In this assignment, we will build the autoscaling functionality that many cloud management systems provide to the cloud users. Real-life systems and cloud applications today (e.g., web servers, database servers) are built to be scalable, so that system performance can keep up with increasing load. A cloud application deployed on VMs or containers can be scaled either horizontally (by adding more replica VMs) or vertically (by increasing the resources allocated to the existing VMs). We will focus on horizontal scaling in this assignment. The scaling can be triggered in many ways, e.g., when the CPU utilization of the VMs running the application crosses a threshold. Most cloud management systems today come with some autoscaling support. When you run an application on a VM in a cloud and enable autoscaling, the cloud management system monitors the utilization of various hardware resources (CPU, memory, disk, and so on), and spawns a new instance/replica of your application node if some resource utilization crosses a threshold. We will build a simplified version of this feature in this assignment.

Before you begin

Please familiarize yourself with the following components required to solve this assignment.

Install virt-manager, libvirtd (libvirt-dev, libvirt-daemon), qemu (qemu, qemuctl, qemu-kvm) and virsh.
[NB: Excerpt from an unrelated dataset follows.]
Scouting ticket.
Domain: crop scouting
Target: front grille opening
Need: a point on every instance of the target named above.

You can find many helpful links online, like this page. Understand these tools from man pages and/or online links.
Use virt-manager to create multiple VMs on your workstation. Make sure your machine is capable of hosting and running these VMs without much performance degradation. Use lightweight OS images for better performance, e.g., you may find it easier to use the lightweight ubuntu server instead of ubuntu desktop. For networking between the VMs, NAT is the default and easiest option. You can give static private IP addresses to the network interfaces in the VMs for ease of use, and the IPs should be in the same subnet as that of the virbr0 interface on your host.
Each VM (also known as a domain) has an XML file associated with it, which acts as a config file for that VM. Use virsh commands to see how the XML of an active VM looks like, and try to understand what the different XML objects mean. You can also edit this file to change the resources allocated to the VM. XML config files are useful for creating new VMs with a given configuration.
Provision 1 CPU core and 1GB RAM for each VM. At the very least, you will need to run 2 VMs on your physical machine for this assignment. So please make sure your system is good enough to host two VMs comfortably.
Familiarize yourself with the various libvirt APIs. You can learn more about libvirt here and here. Once you understand the basics, you can do a deep dive into libvirt APIs. The libvirt API concepts introduces the various APIs. The Application Development Guide is a detailed guide for application developers. The Reference Manual for libvirt is a comprehensive link for all the libvirt modules and APIs.
Finally, note that the libvirt APIs are available in multiple programming languages. You may solve this assignment in any language of your choice.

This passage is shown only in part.